[RFC] Integrate s9e\TextFormatter

These requests for comments/change have lead to an implemented feature that has been successfully merged into the 3.2/Rhea branch. Everything listed in this forum will be available in phpBB 3.2.
Post Reply
User avatar
brunoais
Registered User
Posts: 964
Joined: Fri Dec 18, 2009 3:55 pm

Re: [RFC] Integrate s9e\TextFormatter

Post by brunoais »

A small typo fix here just to make it clear:
Nicofuma wrote: But I also see that there is still an open discussion with no agreement nor consensus about the storage, and I think that this point is crucial and need to be decided. So to sum-up: (currently means in the current state of the PR)
  • s9e\TextFormatter use an XML representation of the post
  • Currently the XML representation is stored in the post_text column
  • The XML representation add some tags and formalize the text (new line, spaces and tabs) and doesn't remove any part of the text
If it didn't change since I last saw it, it is not XML, it is XSL. They are different although they share syntax.
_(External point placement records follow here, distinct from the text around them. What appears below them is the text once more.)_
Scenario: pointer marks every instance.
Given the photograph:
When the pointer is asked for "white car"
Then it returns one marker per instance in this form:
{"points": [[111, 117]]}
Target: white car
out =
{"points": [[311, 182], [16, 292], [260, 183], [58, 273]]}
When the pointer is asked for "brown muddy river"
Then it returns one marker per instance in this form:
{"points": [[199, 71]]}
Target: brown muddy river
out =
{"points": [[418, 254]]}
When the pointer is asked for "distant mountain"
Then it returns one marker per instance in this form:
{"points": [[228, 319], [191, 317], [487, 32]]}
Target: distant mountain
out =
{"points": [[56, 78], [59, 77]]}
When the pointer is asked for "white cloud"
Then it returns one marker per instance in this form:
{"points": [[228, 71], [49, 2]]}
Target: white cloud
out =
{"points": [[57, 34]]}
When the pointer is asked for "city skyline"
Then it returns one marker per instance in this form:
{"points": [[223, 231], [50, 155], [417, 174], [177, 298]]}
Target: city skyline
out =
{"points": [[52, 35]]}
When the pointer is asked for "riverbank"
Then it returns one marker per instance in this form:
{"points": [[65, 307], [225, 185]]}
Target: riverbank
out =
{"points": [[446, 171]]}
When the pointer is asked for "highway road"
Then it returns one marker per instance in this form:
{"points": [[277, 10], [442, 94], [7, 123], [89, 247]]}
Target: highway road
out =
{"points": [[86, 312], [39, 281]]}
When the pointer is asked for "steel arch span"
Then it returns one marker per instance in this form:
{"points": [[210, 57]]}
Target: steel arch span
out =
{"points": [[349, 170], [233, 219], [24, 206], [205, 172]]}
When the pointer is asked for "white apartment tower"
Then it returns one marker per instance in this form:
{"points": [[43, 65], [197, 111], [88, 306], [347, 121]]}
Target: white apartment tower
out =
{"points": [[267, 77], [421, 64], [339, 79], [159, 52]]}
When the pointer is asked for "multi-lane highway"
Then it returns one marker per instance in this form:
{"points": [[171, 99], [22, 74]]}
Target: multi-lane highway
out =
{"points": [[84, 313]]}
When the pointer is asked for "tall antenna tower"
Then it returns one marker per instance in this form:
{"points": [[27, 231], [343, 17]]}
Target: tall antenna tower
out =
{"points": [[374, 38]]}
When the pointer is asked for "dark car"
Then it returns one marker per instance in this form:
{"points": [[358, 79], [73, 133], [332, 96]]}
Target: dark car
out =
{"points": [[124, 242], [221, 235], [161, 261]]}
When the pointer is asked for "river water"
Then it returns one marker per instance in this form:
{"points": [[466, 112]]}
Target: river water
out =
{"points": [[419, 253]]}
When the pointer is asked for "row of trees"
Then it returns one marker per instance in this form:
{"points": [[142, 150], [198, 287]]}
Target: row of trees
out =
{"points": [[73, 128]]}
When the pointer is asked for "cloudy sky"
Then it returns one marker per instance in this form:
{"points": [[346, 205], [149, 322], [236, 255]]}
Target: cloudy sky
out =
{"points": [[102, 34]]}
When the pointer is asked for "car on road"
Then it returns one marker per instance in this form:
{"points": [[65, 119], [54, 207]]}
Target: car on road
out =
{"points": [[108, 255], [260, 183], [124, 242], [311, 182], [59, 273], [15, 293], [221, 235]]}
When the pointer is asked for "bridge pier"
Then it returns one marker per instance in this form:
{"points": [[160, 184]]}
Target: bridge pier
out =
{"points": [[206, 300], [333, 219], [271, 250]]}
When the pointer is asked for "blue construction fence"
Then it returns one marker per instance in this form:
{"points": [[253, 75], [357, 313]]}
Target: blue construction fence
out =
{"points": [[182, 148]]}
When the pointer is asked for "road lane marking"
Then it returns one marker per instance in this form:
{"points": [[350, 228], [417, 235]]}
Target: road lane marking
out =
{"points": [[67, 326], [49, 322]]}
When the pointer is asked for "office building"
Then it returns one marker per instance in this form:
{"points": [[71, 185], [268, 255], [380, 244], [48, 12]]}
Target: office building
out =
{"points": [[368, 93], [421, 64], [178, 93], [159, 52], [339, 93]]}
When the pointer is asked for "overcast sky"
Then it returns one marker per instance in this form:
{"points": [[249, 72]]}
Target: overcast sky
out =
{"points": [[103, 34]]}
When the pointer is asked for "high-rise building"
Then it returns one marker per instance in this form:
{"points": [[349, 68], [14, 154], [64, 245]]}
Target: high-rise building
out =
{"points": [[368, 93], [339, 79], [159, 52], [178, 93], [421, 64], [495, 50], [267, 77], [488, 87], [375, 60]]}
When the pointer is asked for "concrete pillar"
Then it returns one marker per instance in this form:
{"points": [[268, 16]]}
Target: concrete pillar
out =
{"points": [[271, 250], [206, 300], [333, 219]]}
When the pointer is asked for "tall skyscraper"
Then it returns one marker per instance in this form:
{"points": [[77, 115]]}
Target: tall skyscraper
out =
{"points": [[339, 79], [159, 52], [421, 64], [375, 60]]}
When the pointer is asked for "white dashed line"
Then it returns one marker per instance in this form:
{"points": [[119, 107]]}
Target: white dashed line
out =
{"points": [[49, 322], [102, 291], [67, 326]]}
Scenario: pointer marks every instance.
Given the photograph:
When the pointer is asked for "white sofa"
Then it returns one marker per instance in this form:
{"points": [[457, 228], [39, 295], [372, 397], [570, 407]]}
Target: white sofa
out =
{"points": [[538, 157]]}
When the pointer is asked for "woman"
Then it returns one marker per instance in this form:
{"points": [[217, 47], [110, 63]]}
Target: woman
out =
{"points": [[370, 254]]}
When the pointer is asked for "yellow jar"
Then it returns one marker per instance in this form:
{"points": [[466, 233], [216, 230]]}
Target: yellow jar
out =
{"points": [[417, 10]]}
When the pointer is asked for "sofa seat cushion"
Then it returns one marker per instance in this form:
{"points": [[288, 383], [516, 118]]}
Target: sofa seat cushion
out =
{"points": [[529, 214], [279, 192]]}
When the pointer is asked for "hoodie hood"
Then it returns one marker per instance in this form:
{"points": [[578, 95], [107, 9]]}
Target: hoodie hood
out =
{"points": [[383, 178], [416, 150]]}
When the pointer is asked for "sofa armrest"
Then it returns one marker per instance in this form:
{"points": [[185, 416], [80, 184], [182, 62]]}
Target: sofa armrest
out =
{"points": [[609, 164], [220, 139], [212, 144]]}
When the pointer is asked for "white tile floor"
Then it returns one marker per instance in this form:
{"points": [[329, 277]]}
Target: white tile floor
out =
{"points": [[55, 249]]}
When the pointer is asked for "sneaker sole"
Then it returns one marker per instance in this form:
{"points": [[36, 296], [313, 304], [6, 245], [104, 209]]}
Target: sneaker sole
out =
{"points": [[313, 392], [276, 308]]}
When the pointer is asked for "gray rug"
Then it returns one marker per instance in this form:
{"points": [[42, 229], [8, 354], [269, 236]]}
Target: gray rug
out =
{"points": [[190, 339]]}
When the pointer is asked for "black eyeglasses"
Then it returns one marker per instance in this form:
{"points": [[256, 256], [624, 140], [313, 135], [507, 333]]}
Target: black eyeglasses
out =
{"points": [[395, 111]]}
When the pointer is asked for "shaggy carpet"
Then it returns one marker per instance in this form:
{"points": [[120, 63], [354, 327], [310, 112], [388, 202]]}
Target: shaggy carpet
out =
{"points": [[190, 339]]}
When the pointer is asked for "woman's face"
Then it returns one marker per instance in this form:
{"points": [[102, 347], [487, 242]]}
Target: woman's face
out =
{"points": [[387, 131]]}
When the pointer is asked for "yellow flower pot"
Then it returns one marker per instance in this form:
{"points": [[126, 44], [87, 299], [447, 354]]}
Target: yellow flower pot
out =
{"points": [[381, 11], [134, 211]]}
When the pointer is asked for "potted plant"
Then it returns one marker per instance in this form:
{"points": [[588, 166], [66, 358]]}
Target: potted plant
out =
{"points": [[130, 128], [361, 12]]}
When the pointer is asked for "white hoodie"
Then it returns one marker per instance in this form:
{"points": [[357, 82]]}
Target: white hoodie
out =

I also leave 1 important question:
@JoshyPHP How long are you able to provide support for it? As far as I know, no one understood your code except for you. If something breaks, or is broken, it is for good until you arrive to fix it. There is the possible event of someone actually trying in their time to fix it.
If you really think you can give the support it might need, then I will support this addition to phpBB

User avatar
JoshyPHP
Registered User
Posts: 381
Joined: Fri Jul 08, 2011 9:43 pm

Re: [RFC] Integrate s9e\TextFormatter

Post by JoshyPHP »

Nicofuma wrote:The XML representation add some tags and formalize the text (new line, spaces and tabs) and doesn't remove any part of the text
For precision's sake, it doesn't remove text but it does remove control codes that are not whitespace. That's bytes 0x00..0x08, 0x0B..0x0C and 0x0E..0x1F. It doesn't touch spaces or tabs but it normalizes EOL to \n. That's actually very close to what phpBB does by default.

About storing parsed text in a separate column, in my opinion the biggest problem is not storage size, it's complexity. The issue is twofold: API and DB structure.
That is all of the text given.